With the grand opening ceremony being held in Beijing on Feb 4, the 2022 Winter Olympics has officially started. Having already successfully hosted the Summer Olympics in 2008, Beijing has become the first-ever dual-Olympic city globally. While public focus turns into the competition among athletes, economists are curious and skeptical of the economic benefits of hosting an Olympics. The table below shows the rough costs of hosting recent Olympic Games from Baade and Matheson (2016). We can see the cost is sizable and skyrocketed over time. Baade and Matheson also summarize the direct comparisons of revenues and hosting costs, though the results are not appealing. For example, in the case of the London and Vancouver Games, the direct revenues from both Olympic Games represent only a small fraction, around one in five, of the total costs of hosting the event.

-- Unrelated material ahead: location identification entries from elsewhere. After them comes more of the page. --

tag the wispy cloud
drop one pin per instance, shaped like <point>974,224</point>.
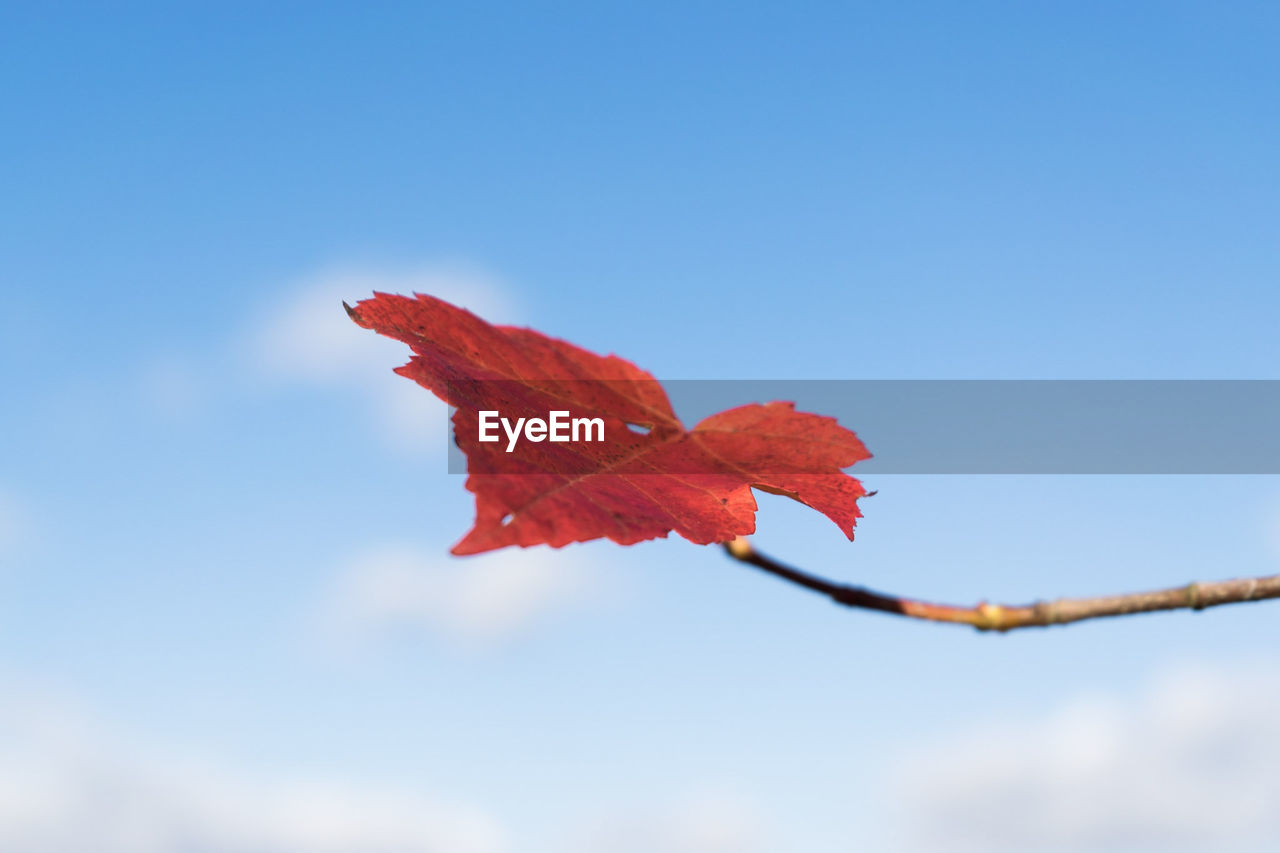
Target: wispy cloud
<point>1192,761</point>
<point>305,337</point>
<point>65,784</point>
<point>711,820</point>
<point>481,598</point>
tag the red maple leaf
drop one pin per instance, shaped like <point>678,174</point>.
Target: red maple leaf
<point>635,484</point>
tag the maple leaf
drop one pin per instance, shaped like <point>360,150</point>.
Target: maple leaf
<point>647,478</point>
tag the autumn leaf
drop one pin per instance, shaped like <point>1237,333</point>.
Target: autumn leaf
<point>648,477</point>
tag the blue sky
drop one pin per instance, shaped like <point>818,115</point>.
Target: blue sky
<point>224,523</point>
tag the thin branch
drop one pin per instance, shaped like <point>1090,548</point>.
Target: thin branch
<point>1005,617</point>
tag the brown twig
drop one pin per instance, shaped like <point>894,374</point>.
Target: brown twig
<point>1005,617</point>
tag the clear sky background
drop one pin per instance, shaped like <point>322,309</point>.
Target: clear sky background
<point>228,620</point>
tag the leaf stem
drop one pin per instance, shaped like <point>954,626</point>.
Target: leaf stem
<point>1005,617</point>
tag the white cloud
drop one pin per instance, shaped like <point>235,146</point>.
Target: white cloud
<point>1192,761</point>
<point>703,821</point>
<point>485,597</point>
<point>306,337</point>
<point>67,785</point>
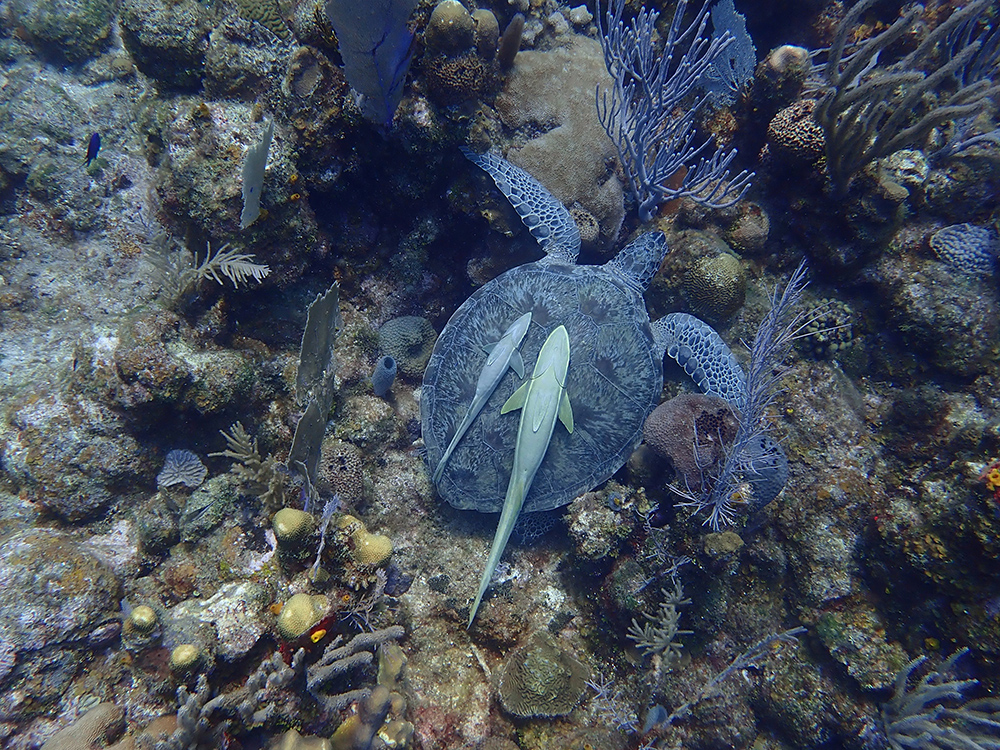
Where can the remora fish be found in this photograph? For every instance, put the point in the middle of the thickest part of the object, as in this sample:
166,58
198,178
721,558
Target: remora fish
504,354
542,399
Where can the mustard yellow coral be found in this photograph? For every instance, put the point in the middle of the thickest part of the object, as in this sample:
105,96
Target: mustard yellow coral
366,548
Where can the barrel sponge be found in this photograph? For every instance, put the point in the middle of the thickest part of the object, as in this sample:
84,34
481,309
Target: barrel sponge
408,340
552,93
675,426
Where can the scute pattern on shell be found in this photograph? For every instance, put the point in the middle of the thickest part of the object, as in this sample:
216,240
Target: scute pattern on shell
614,381
540,679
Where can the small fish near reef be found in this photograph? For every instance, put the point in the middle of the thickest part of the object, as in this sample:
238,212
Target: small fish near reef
93,147
543,401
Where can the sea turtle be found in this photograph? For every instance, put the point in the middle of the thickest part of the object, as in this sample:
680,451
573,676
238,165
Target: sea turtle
616,360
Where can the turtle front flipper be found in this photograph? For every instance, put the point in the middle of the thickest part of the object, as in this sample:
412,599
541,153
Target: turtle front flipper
545,217
696,347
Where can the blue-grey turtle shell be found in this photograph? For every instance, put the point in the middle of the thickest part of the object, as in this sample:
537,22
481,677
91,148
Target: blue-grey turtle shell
614,381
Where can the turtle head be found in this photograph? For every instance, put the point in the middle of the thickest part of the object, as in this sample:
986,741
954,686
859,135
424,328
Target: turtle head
639,261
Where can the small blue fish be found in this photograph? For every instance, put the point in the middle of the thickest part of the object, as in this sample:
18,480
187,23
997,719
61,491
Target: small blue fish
93,147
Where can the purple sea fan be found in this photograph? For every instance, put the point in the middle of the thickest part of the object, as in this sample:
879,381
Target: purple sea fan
181,467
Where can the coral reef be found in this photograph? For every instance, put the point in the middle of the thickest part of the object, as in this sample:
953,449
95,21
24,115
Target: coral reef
541,679
299,582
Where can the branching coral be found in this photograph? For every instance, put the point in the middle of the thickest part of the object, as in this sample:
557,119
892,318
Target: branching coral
869,109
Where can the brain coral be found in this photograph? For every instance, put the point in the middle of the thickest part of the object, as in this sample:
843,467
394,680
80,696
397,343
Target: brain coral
553,93
716,287
452,80
408,340
540,679
794,135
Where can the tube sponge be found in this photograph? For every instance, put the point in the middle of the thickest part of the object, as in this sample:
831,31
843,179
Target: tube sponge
384,374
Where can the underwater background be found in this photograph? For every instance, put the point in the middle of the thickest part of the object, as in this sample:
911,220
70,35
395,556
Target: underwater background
231,233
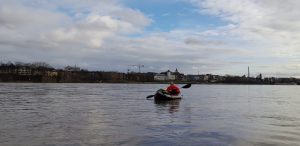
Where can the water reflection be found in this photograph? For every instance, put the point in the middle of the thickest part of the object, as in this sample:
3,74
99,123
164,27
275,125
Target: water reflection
172,105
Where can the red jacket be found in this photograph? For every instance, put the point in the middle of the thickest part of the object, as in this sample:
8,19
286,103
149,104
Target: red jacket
173,90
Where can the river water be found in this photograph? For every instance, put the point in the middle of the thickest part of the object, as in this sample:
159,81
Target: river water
119,114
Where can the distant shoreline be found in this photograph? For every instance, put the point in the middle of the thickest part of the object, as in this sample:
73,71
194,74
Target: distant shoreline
147,83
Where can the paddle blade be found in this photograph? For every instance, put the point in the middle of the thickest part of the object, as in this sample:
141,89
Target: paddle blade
150,96
187,86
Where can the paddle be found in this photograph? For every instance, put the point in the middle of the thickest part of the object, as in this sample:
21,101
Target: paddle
184,87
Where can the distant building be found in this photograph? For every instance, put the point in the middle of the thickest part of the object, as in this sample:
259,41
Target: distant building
160,77
24,70
8,69
72,68
165,76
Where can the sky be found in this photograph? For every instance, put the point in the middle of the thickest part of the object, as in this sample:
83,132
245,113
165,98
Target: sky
195,36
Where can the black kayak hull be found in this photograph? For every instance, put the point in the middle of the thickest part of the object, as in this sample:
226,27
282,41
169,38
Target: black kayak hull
159,95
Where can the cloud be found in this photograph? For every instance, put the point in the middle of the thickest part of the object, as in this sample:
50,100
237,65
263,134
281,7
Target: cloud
108,35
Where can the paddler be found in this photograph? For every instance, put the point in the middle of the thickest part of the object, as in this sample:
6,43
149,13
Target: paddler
173,89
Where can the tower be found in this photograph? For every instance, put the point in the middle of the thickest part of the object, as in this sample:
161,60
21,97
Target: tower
248,72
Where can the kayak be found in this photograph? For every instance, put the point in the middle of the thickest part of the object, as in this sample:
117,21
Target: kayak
162,95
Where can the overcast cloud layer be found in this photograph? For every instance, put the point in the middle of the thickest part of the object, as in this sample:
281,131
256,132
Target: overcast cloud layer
108,35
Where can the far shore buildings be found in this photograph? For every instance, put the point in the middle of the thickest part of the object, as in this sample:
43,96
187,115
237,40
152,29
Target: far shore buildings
169,76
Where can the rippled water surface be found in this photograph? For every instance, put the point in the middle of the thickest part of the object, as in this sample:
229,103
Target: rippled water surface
119,114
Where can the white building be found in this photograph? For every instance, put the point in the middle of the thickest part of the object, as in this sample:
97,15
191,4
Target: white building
165,76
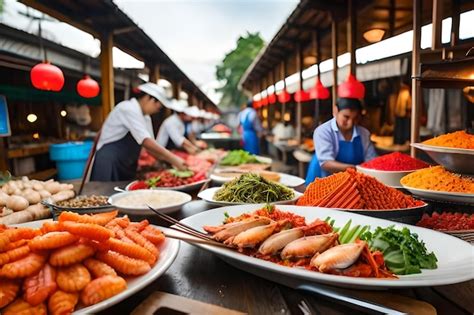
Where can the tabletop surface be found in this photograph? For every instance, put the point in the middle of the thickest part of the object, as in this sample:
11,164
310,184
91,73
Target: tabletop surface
200,275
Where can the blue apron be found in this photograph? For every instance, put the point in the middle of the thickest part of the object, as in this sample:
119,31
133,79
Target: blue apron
250,138
350,152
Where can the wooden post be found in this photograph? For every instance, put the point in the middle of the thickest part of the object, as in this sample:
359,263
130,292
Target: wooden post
415,74
299,69
334,62
107,74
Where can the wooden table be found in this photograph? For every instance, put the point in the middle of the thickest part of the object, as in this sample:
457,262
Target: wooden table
200,275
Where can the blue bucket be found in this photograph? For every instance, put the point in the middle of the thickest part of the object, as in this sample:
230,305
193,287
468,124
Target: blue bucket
71,158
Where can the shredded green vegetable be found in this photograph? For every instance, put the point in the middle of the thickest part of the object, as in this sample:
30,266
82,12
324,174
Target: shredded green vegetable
253,188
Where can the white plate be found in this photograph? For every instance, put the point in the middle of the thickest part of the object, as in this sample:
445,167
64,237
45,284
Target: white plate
285,179
455,257
442,195
142,209
187,187
168,252
208,195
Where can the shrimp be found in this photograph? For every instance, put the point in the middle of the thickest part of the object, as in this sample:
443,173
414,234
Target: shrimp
124,264
61,303
73,278
98,268
8,291
102,288
37,288
131,250
14,254
87,230
52,240
21,307
100,219
24,267
70,255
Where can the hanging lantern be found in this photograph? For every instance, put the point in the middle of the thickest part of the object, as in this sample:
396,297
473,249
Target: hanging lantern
88,87
301,96
319,91
272,98
352,88
284,96
45,76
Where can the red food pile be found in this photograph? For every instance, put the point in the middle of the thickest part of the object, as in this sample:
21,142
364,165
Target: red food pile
447,221
353,190
395,161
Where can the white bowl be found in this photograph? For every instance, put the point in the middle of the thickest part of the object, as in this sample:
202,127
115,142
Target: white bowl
389,178
178,199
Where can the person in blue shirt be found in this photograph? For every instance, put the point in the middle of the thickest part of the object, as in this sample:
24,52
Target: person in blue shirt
340,143
251,128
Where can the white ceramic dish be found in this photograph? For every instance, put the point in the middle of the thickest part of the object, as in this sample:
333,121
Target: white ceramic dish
442,195
285,179
187,187
208,195
142,209
455,257
168,252
389,178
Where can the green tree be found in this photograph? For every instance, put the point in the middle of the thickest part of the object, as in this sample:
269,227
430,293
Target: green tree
233,66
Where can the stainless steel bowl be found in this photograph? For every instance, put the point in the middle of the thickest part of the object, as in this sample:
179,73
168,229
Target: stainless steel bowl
459,161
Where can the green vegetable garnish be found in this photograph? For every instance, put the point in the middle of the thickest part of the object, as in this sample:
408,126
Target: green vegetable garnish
403,253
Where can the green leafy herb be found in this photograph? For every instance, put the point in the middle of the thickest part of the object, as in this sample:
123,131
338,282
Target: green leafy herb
403,253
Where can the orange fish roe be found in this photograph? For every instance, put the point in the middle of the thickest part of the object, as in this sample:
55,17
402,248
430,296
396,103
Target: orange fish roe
438,178
352,190
459,139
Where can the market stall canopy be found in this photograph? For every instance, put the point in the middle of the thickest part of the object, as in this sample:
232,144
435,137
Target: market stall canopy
100,18
395,17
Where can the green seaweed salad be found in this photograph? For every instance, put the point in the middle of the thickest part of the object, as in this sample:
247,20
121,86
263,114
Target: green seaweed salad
253,188
238,157
403,252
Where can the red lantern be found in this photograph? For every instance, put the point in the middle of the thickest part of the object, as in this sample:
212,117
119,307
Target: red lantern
272,98
284,96
301,96
88,87
352,88
319,91
45,76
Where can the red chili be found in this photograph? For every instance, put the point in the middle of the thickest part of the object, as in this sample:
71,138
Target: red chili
395,161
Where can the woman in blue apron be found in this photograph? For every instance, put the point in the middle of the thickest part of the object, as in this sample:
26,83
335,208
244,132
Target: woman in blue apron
251,127
340,143
126,130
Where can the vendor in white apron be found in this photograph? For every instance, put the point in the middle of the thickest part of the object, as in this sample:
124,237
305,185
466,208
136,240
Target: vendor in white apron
340,143
126,130
172,133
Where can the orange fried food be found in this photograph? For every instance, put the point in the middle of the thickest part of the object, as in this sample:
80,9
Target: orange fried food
88,230
131,250
100,219
52,240
153,235
98,268
70,254
124,264
73,278
21,307
24,267
14,254
8,291
142,241
102,288
62,303
37,288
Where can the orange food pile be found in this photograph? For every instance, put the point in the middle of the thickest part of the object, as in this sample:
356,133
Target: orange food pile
79,260
459,139
353,190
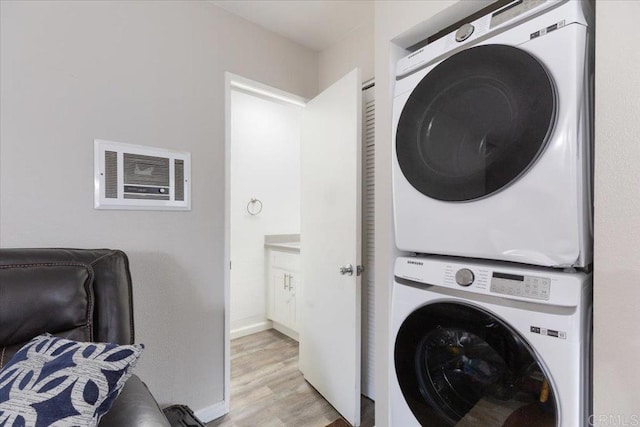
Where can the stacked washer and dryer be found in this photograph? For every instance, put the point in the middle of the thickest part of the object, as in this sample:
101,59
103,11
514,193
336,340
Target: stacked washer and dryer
491,313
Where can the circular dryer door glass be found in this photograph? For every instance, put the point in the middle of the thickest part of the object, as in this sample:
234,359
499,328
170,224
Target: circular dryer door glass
475,123
458,363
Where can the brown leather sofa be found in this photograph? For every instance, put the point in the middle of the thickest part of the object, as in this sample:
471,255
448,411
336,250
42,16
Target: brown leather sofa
79,294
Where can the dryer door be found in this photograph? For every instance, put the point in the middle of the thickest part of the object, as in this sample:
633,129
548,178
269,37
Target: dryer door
456,363
475,123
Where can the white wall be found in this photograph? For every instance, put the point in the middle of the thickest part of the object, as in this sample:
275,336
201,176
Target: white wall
355,50
617,214
147,73
265,164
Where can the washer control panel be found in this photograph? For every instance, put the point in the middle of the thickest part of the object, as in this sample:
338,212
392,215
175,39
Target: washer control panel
535,287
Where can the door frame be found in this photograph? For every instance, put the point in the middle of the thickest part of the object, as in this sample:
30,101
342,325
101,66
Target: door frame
266,91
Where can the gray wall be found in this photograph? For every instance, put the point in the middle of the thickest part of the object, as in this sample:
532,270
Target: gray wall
148,73
617,215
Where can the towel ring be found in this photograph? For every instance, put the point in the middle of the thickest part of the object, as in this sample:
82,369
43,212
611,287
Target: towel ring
251,206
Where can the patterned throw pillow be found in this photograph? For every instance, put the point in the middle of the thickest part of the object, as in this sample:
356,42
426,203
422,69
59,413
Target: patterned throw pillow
55,381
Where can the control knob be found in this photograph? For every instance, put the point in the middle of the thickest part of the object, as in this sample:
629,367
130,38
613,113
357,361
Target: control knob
464,32
464,277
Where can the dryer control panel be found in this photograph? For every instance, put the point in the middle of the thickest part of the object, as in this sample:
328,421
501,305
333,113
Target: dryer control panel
522,286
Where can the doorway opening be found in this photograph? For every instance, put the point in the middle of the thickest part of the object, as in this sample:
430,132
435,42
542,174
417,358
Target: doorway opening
262,246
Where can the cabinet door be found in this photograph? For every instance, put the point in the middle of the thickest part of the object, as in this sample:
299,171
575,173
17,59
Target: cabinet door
280,296
293,286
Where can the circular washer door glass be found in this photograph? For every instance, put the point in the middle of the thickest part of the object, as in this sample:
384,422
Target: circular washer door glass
458,363
475,123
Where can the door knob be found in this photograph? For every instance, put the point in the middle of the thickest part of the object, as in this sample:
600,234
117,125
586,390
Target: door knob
346,270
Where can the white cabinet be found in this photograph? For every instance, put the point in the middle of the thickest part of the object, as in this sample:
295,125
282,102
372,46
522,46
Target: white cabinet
283,273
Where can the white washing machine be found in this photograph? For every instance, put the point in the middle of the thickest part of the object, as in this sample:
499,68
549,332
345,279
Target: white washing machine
486,344
492,138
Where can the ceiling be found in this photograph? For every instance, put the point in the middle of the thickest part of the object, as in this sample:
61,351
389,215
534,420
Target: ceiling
316,24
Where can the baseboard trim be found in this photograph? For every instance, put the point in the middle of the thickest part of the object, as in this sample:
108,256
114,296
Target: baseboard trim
212,412
250,329
285,330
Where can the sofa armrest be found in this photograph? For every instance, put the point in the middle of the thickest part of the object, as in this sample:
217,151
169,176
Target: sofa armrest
135,407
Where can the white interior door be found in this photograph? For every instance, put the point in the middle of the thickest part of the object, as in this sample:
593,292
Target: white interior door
330,238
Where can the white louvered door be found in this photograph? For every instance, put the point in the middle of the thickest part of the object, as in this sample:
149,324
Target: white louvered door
368,242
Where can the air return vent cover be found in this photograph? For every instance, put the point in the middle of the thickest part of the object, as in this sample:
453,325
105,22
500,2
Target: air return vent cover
138,177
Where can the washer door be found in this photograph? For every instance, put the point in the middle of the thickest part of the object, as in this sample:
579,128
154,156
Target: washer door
455,360
475,123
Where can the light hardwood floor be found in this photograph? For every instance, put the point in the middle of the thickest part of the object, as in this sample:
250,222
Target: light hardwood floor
268,390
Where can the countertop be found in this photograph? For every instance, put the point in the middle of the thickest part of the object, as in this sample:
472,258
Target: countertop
283,242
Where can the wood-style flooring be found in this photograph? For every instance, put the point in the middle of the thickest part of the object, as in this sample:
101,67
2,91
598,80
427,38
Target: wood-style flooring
268,390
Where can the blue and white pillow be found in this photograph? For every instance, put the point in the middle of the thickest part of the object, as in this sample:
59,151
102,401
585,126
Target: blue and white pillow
55,381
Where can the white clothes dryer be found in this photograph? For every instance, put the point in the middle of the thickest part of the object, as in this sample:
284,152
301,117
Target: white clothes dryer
492,138
489,344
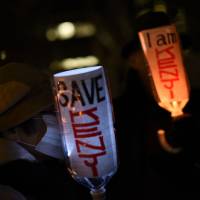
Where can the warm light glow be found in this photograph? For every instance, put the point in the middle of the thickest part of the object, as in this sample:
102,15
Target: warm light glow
51,34
68,30
65,30
3,55
70,63
163,54
85,29
164,144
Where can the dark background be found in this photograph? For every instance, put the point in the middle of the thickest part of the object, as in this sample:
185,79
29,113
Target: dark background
24,24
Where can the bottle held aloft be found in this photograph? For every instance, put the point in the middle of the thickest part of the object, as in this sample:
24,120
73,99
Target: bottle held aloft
162,50
86,121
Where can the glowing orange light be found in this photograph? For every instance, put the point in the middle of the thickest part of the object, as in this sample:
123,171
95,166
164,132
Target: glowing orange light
164,144
162,51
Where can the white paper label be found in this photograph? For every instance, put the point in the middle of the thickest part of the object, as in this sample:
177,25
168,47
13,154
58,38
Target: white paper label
87,122
162,50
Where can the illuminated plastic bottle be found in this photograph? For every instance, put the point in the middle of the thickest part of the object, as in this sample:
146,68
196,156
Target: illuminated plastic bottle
86,121
161,46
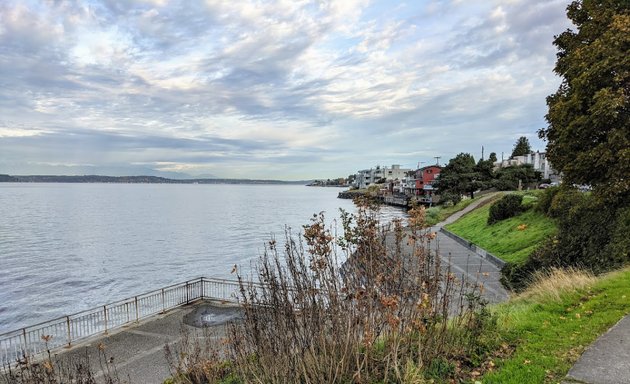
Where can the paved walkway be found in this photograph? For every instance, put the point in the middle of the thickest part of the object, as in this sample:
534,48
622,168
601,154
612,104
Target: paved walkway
607,360
465,262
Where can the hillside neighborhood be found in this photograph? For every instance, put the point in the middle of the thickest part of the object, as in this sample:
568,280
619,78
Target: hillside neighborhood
525,169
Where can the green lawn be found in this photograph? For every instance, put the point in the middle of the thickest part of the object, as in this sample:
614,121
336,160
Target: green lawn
548,335
504,239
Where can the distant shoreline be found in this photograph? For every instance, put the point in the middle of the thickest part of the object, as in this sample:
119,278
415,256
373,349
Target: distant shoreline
137,180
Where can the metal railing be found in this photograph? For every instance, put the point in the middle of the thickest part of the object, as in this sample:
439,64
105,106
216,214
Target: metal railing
67,330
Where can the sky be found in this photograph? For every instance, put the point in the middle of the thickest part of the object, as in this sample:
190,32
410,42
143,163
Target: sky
285,89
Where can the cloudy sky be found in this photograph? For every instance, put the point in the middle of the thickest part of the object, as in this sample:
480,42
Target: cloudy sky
269,89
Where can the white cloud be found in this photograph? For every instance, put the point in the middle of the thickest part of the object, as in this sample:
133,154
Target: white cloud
320,85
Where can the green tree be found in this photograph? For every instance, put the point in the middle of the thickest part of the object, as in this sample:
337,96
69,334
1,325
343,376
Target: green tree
507,179
460,176
588,119
521,147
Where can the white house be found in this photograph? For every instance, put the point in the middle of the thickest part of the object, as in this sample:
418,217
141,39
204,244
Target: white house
538,160
367,177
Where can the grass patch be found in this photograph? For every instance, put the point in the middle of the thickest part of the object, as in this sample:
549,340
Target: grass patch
513,239
549,332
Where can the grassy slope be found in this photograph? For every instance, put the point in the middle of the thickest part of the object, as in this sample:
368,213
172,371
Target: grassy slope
550,335
503,239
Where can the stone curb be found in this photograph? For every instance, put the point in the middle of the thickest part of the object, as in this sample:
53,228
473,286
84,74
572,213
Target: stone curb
478,250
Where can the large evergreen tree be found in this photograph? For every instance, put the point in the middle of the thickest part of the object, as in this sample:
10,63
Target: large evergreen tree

Costs of Hosting Recent Olympic Games
Source: Baade and Matheson (2016)
Having said that, the battle in selecting a hosting city for an Olympic Game is still fierce, and bidding cities are desperate to show the International Olympic Committee (IOC) their desires and determinations for wanting to host. The next table reports the complete lists of hosts and unsuccessful candidate cities for post-war summer Olympic Games to give you a sense of perspective.
Hosts and Unsuccessful Candidate’s Cities for Post-war Summer Olympic Games
Source: Rose and Spiegel (2015)
Arguably, we can split the total macroeconomic effects of the Olympic Games into three parts: the ex-ante effects, the hosting year effect, and the ex-post effects. While the last two effects are observed and easy to quantify, the first type of effect is unobserved and attributed to a “news” effect class that is hard to measure and not exploited in most studies. To tackle this difficulty, Brückner and Pappa use the unique timeline of the bidding process on Olympic Games to identify the ex-ante effects. Specifically, they notice that the average time from bidding to hosting spans ten years. The bidding process begins about ten to eight years before the actual hosting. The final winner is announced around seven years before the actual hosting. Thus, if it exists, the ex-ante macroeconomic effects of the Olympic Games from bidding signals should play a role about ten to eight years before hosting the event. Similarly, the winning signal starts to work from seven years before the organization for the hosting countries.
To test their ideas, Brückner and Pappa employ a large sample covering a panel of 188 countries spanning the periods 1950-2009. They propose to use a static panel model containing both the leads and lags of the bidding/hosting indicator to measure the impacts. Specifically, the leads are used to quantify the ex-ante effects as they capture the impact of future bidding/hosting announcements on the current macroeconomic variables (e.g., GDP growth, investment, consumption, etc.). Similarly, lags and the current bidding/hosting status capture the actual year and ex-post effects, respectively.